I was curious to see whether or not MSVC used the compiler intrinsic __popcnt for bitset::count
.
Looking around, I found this to be the implementation for std::bitset::count
for VS2017:
size_t count() const _NOEXCEPT
{ // count number of set bits
const char *const _Bitsperbyte =
"\0\1\1\2\1\2\2\3\1\2\2\3\2\3\3\4"
"\1\2\2\3\2\3\3\4\2\3\3\4\3\4\4\5"
"\1\2\2\3\2\3\3\4\2\3\3\4\3\4\4\5"
"\2\3\3\4\3\4\4\5\3\4\4\5\4\5\5\6"
"\1\2\2\3\2\3\3\4\2\3\3\4\3\4\4\5"
"\2\3\3\4\3\4\4\5\3\4\4\5\4\5\5\6"
"\2\3\3\4\3\4\4\5\3\4\4\5\4\5\5\6"
"\3\4\4\5\4\5\5\6\4\5\5\6\5\6\6\7"
"\1\2\2\3\2\3\3\4\2\3\3\4\3\4\4\5"
"\2\3\3\4\3\4\4\5\3\4\4\5\4\5\5\6"
"\2\3\3\4\3\4\4\5\3\4\4\5\4\5\5\6"
"\3\4\4\5\4\5\5\6\4\5\5\6\5\6\6\7"
"\2\3\3\4\3\4\4\5\3\4\4\5\4\5\5\6"
"\3\4\4\5\4\5\5\6\4\5\5\6\5\6\6\7"
"\3\4\4\5\4\5\5\6\4\5\5\6\5\6\6\7"
"\4\5\5\6\5\6\6\7\5\6\6\7\6\7\7\x8";
const unsigned char *_Ptr = &reinterpret_cast<const unsigned char&>(_Array);
const unsigned char *const _End = _Ptr + sizeof (_Array);
size_t _Val = 0;
for ( ; _Ptr != _End; ++_Ptr)
_Val += _Bitsperbyte[*_Ptr];
return (_Val);
}
It looks like its using lookup tables to get the number of bits for any given byte, and then counts the number of 1's for every byte.
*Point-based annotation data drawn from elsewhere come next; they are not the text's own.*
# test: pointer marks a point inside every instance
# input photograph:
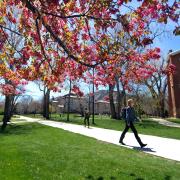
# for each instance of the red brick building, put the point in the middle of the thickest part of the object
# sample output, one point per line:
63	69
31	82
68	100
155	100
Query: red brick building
174	85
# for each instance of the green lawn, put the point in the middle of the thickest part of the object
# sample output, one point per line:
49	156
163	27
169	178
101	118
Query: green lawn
33	151
145	127
175	120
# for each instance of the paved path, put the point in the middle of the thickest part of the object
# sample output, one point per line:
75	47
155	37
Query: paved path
166	123
163	147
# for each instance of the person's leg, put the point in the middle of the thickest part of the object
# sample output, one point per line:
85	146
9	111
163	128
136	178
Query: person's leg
124	133
85	121
136	134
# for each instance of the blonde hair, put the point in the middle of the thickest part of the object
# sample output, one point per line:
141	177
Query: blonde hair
129	102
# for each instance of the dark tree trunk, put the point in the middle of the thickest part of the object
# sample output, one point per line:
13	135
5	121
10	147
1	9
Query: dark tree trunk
111	100
46	102
7	110
69	99
162	108
119	99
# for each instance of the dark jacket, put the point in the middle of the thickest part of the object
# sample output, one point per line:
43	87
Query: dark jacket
130	114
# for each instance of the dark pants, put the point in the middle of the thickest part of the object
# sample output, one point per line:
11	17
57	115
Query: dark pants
134	131
86	121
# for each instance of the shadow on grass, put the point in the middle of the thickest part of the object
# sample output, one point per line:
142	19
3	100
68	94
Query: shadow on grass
143	149
90	177
18	129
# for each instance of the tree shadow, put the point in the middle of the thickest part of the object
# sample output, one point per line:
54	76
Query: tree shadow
167	177
90	177
18	129
143	149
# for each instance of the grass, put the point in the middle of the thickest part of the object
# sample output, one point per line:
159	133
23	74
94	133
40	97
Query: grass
175	120
33	151
145	127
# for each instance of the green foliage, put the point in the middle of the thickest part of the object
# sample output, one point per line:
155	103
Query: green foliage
33	151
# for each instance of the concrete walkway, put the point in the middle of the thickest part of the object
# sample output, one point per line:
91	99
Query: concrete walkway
163	147
165	122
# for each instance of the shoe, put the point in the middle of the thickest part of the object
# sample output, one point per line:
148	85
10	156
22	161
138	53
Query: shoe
122	143
143	145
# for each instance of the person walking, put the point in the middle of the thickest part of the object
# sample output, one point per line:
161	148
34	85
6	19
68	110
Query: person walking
130	117
86	117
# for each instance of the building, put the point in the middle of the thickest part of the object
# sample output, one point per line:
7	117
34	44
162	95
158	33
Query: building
174	85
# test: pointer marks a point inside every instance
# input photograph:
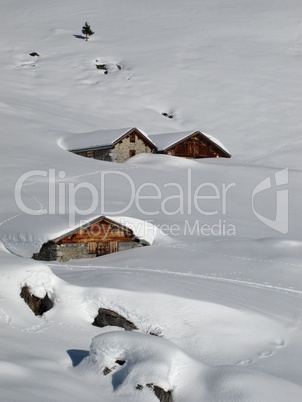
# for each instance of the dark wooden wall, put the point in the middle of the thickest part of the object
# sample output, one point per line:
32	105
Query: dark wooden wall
195	147
98	232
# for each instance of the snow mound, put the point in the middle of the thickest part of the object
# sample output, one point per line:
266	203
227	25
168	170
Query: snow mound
134	362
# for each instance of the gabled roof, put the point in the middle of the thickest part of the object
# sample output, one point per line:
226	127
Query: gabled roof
168	140
100	139
89	223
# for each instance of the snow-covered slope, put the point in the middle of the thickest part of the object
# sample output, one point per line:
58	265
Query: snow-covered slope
221	281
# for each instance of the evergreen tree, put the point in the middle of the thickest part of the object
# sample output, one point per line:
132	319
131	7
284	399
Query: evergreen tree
86	30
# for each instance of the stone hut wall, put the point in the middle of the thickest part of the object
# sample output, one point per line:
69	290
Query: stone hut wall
62	252
122	150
According to this answer here, GCC implements it like this (along the lines of what I was thinking):
/// Returns the number of bits which are set.
size_t
count() const { return this->_M_do_count(); }
size_t
_M_do_count() const
{
size_t __result = 0;
for (size_t __i = 0; __i < _Nw; __i++)
__result += __builtin_popcountl(_M_w[__i]);
return __result;
}
Although I didn't benchmark anything, I would bet good money that GCC's implementation would be quite a bit faster here.
Hence, are there any compelling reason why MSVC implemented std::bitset::count
like this? My guess is either MSVC has a catch-all "no compiler intrinsics in STL" policy, or there's a difference between the two platforms that I'm overlooking.
Internal implementation of __builtin_popcountl
in GCC is not better, it is something like below depending on architecture.
i = i - ((i >> 1) & 0x55555555);
i = (i & 0x33333333) + ((i >> 2) & 0x33333333);
return (((i + (i >> 4)) & 0xF0F0F0F) * 0x1010101) >> 24;
And only for SSE4a instruction set, supported only in AMD CPUs starting from the Year 2006, __builtin_popcountl
consists of one assembler instruction POPCNT
.
MSDN says
Each of these intrinsics generates the popcnt instruction. The size of the value that the popcnt instruction returns is the same as the size of its argument. In 32-bit mode there are no 64-bit general-purpose registers, hence no 64-bit popcnt.
To determine hardware support for the popcnt instruction, call the __cpuid intrinsic with InfoType=0x00000001 and check bit 23 of CPUInfo[2] (ECX). This bit is 1 if the instruction is supported, and 0 otherwise. If you run code that uses this intrinsic on hardware that does not support the popcnt instruction, the results are unpredictable.
I assume MSVC team did not want to use the intrinsic with conditions in favor of one common solution independent from CPUs and architectures.